In our intellects, this deification of the mind begins when God gives us the gift of faith, which is a kind of light. When a person has an experience of conversion, they have a kind of “aha moment” when they begin to see the Lord in a new light. This is the beginning of the deification of our mind.
In our wills, this deification takes place when God pours his love into our hearts (cf. Rom 5:5). Spiritual writers frequently depict this love as a “fire” on account of the burning sensation that love produces in our chest.
This share in God will also spread to our bodies in the resurrection. On that day, we will become immortal like God, when every trace of corruption and death is removed from our frame and we rise again to the glorious life of the age to come. As St. Paul puts it, “this perishable nature must put on the imperishable, and this mortal nature must put on immortality” (1 Co 15:53).
Scheeben’s works are all about this biblical idea of deification by God’s grace. His writings are about what it means for God to pour out this light and fire into our soul, something that is relevant to each one of us at all times, since he is writing about the union with God to which we are called in Christ.
What books by Matthias Scheeben should we read?
For anyone that would like to read Scheeben for themselves, I would recommend first his devotional work, The Glories of Divine Grace. This is an accessible work written for a lay audience. It is a profound meditation on the treasure of grace that God gives to souls.
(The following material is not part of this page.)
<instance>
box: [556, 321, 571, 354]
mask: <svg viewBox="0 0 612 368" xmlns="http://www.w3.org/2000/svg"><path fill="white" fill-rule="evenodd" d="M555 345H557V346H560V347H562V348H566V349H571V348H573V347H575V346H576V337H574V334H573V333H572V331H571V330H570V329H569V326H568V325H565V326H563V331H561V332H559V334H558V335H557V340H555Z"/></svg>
After this, I would recommend the more advanced reader try and tackle his 800-page The Mysteries of Christianity. This is the masterpiece of his youth (he wrote it in his mid-twenties!), and it is written for an educated lay audience. It is all about the Trinitarian God transforming souls by the fire of his grace for the purpose of union with himself. This work can be challenging at times; still, it is an incredibly beautiful work.
I would also, of course, recommend his Handbook of Catholic Dogmatics, but with a caveat: it is a technically demanding work that asks a lot of its readers. His major 6-part work, the Handbook of Catholic Dogmatics, is currently being published in its entirety in English for the first time by Emmaus Academic in Steubenville, OH. It is set to appear in 8 volumes—of these, four are currently available, including his entire Christology and Mariology in Dogmatics, Book 5, Parts 1 and 2. It will press you to your limits and beyond. Reading it is, really, the intellectual equivalent of an Ironman Triathlon. But as St. John Paul II liked to say: “do not be afraid to set out into the deep!”